Its history goes back more than 500 years to Italy – where workers would scrap materials from upscale projects and reuse them in their own residences and terraces. Using repurposed raw materials is what makes terrazzo an ecofriendly building option. Moreover, thanks to its durability over other flooring options (e.g., carpet), it can lead to less waste and more long-term cost savings.
Cemex Ventures moves into the future by leveraging sustainable building materials
Sustainable and renewable building materials are increasingly being studied and applied in the world of construction; however, their wider application is required for our industry to truly transition net-zero and reduce its negative impact on the environment.
That’s why Cemex Ventures is looking for entrepreneurs with sustainable building products and materials to scale-up and replace traditional heavy carbon emitting materials.
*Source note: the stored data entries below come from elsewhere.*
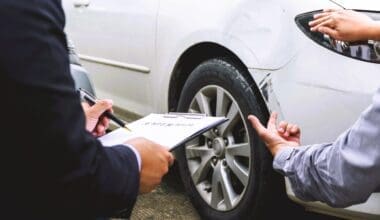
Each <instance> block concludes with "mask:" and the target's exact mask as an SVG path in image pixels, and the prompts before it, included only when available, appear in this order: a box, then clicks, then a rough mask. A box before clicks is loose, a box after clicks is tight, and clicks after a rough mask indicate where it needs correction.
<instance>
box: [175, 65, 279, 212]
mask: <svg viewBox="0 0 380 220" xmlns="http://www.w3.org/2000/svg"><path fill="white" fill-rule="evenodd" d="M208 86H217V87H220V88H223V89H224V91H226V92H227V93H229V94H230V95H231V96H232V97H233V98H234V100H235V101H236V103H237V105H238V107H239V108H240V116H242V121H244V122H243V123H245V129H246V130H245V132H246V133H247V134H246V136H247V135H248V137H249V141H248V143H249V148H250V153H249V154H250V156H249V157H250V159H249V160H250V161H249V167H250V168H249V177H248V185H246V186H244V185H242V184H240V185H241V186H242V187H244V189H243V190H242V193H241V196H240V197H239V200H240V201H239V202H238V203H237V204H235V206H234V207H232V208H231V207H230V208H229V209H228V208H226V210H219V208H215V207H212V206H211V204H210V203H212V202H209V203H208V202H206V201H205V200H206V199H204V197H202V195H200V193H199V192H200V191H199V188H198V189H197V187H196V184H194V181H193V178H192V173H191V172H190V170H189V163H188V162H189V161H188V159H187V156H186V148H187V146H186V147H184V148H181V149H180V150H179V152H177V161H178V165H179V170H180V175H181V178H182V181H183V183H184V187H185V190H186V192H187V194H188V196H189V197H190V200H191V202H192V203H193V205H194V206H195V208H196V210H197V211H198V212H199V214H200V216H201V217H202V219H272V217H271V216H273V215H272V214H274V213H275V212H276V211H274V210H276V209H278V206H277V204H276V203H278V202H279V198H282V199H283V198H284V195H285V194H284V180H283V178H282V177H281V176H279V175H277V174H276V173H274V171H273V170H272V157H271V155H270V154H269V152H268V151H267V149H266V148H265V146H264V144H263V143H262V142H261V141H260V140H259V138H258V137H257V134H256V133H255V131H254V129H253V128H252V127H251V126H247V125H249V124H248V121H247V116H248V115H249V114H254V115H256V116H257V117H258V118H259V119H260V120H261V121H262V122H265V121H267V118H268V112H267V110H266V107H265V105H264V103H263V102H262V100H261V99H260V96H259V93H258V90H257V88H256V86H255V84H254V82H253V81H252V80H251V78H250V77H249V75H248V72H247V70H246V69H244V68H240V67H239V65H235V64H234V63H233V62H231V61H227V59H222V58H219V59H218V58H216V59H210V60H207V61H205V62H203V63H202V64H200V65H199V66H198V67H196V68H195V69H194V71H193V72H192V73H191V75H190V76H189V78H188V80H187V81H186V83H185V85H184V88H183V91H182V93H181V96H180V100H179V105H178V108H177V110H178V111H179V112H188V110H189V107H190V104H191V103H194V102H193V99H194V97H195V95H196V94H197V93H198V92H199V91H201V90H202V89H203V88H208ZM202 91H203V90H202ZM214 113H215V112H214ZM205 139H206V138H205ZM199 141H201V140H200V139H199ZM206 146H207V145H206ZM212 146H214V145H212ZM227 147H228V146H227ZM218 159H220V160H222V159H221V158H219V156H218ZM215 161H216V159H215ZM225 161H226V159H224V162H225ZM190 162H191V161H190ZM210 163H211V162H210ZM218 163H219V162H218V161H217V162H215V164H218ZM224 165H225V166H227V165H226V163H224ZM214 169H215V167H214ZM227 170H228V168H227ZM215 172H216V171H215ZM229 174H230V173H229ZM231 176H233V175H231V174H230V177H231ZM213 178H214V177H212V179H213ZM230 179H231V182H236V181H232V179H233V178H232V177H231V178H230ZM235 179H236V178H235ZM241 186H240V188H241ZM233 189H234V188H233ZM238 190H241V189H238ZM209 191H210V189H208V191H206V190H205V193H206V195H208V194H207V193H210V192H209ZM239 192H241V191H239ZM211 193H212V189H211ZM221 194H223V192H221ZM280 194H281V195H280ZM211 200H212V196H211ZM223 201H224V200H223ZM223 201H222V203H223ZM222 203H220V204H222ZM214 204H215V203H214ZM218 204H219V203H218ZM230 204H232V203H230ZM217 207H218V206H217ZM221 207H222V208H223V206H221ZM225 207H227V205H225ZM222 208H220V209H222ZM273 209H274V210H273Z"/></svg>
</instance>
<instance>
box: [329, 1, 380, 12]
mask: <svg viewBox="0 0 380 220" xmlns="http://www.w3.org/2000/svg"><path fill="white" fill-rule="evenodd" d="M331 1H332V2H334V3H336V4H338V5H339V6H341V7H343V8H346V9H357V10H368V11H380V1H377V0H331Z"/></svg>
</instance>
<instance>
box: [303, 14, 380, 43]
mask: <svg viewBox="0 0 380 220" xmlns="http://www.w3.org/2000/svg"><path fill="white" fill-rule="evenodd" d="M309 25H310V30H311V31H319V32H321V33H324V34H327V35H329V36H331V37H332V38H334V39H336V40H342V41H348V42H353V41H362V40H369V39H372V40H379V39H380V34H379V33H380V24H379V22H377V21H374V20H372V19H371V18H370V17H368V16H367V15H365V14H363V13H360V12H356V11H352V10H336V9H325V10H324V11H323V12H321V13H319V14H316V15H314V20H313V21H310V23H309Z"/></svg>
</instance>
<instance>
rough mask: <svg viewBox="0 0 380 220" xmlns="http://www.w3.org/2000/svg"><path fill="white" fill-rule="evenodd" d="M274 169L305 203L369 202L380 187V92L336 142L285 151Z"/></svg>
mask: <svg viewBox="0 0 380 220" xmlns="http://www.w3.org/2000/svg"><path fill="white" fill-rule="evenodd" d="M273 167H274V169H275V170H277V171H279V172H280V173H282V174H283V175H285V176H287V177H288V179H289V180H290V183H291V186H292V189H293V191H294V193H295V195H296V196H297V197H298V198H300V199H302V200H305V201H316V200H317V201H322V202H324V203H327V204H329V205H330V206H333V207H347V206H349V205H353V204H357V203H362V202H365V201H366V200H367V199H368V197H369V196H370V195H371V193H372V192H374V191H375V190H377V189H379V186H380V90H378V91H377V92H376V94H375V95H374V97H373V102H372V105H371V106H369V107H368V108H367V109H366V110H365V111H364V112H363V113H362V114H361V116H360V118H359V119H358V120H357V121H356V122H355V124H354V125H353V126H352V127H351V128H350V129H348V130H347V131H346V132H344V133H343V134H341V135H340V136H339V137H338V138H337V139H336V141H335V142H333V143H326V144H316V145H309V146H302V147H297V148H293V147H289V148H285V149H282V150H281V151H280V152H279V153H278V154H277V155H276V157H275V158H274V162H273Z"/></svg>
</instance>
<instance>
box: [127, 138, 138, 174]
mask: <svg viewBox="0 0 380 220" xmlns="http://www.w3.org/2000/svg"><path fill="white" fill-rule="evenodd" d="M124 146H126V147H128V148H129V149H131V150H132V151H133V153H135V156H136V158H137V163H138V165H139V171H141V156H140V153H139V152H138V151H137V150H136V149H135V148H134V147H133V146H132V145H129V144H124Z"/></svg>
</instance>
Contech startups like our portfolio company Arqlite are helping construction become more future proof with greener manufacturing processes and materials.
Arqlite is a leading recycling technology company that is paving the way for the next generation of sustainable materials. The startup manufactures artificial gravel produced 100% from recycled plastics, which is a 10x better insulator and 3x lighter than mineral gravel. Their innovative recycling system can process otherwise non-recyclable plastics, helping reduce the carbon footprint of various industries, from injection molding to road building.
We’re looking for decarbonization technologies, sustainable materials, new energy sources & solutions, and circular economy business models to bring Green Construction to the forefront of our industry.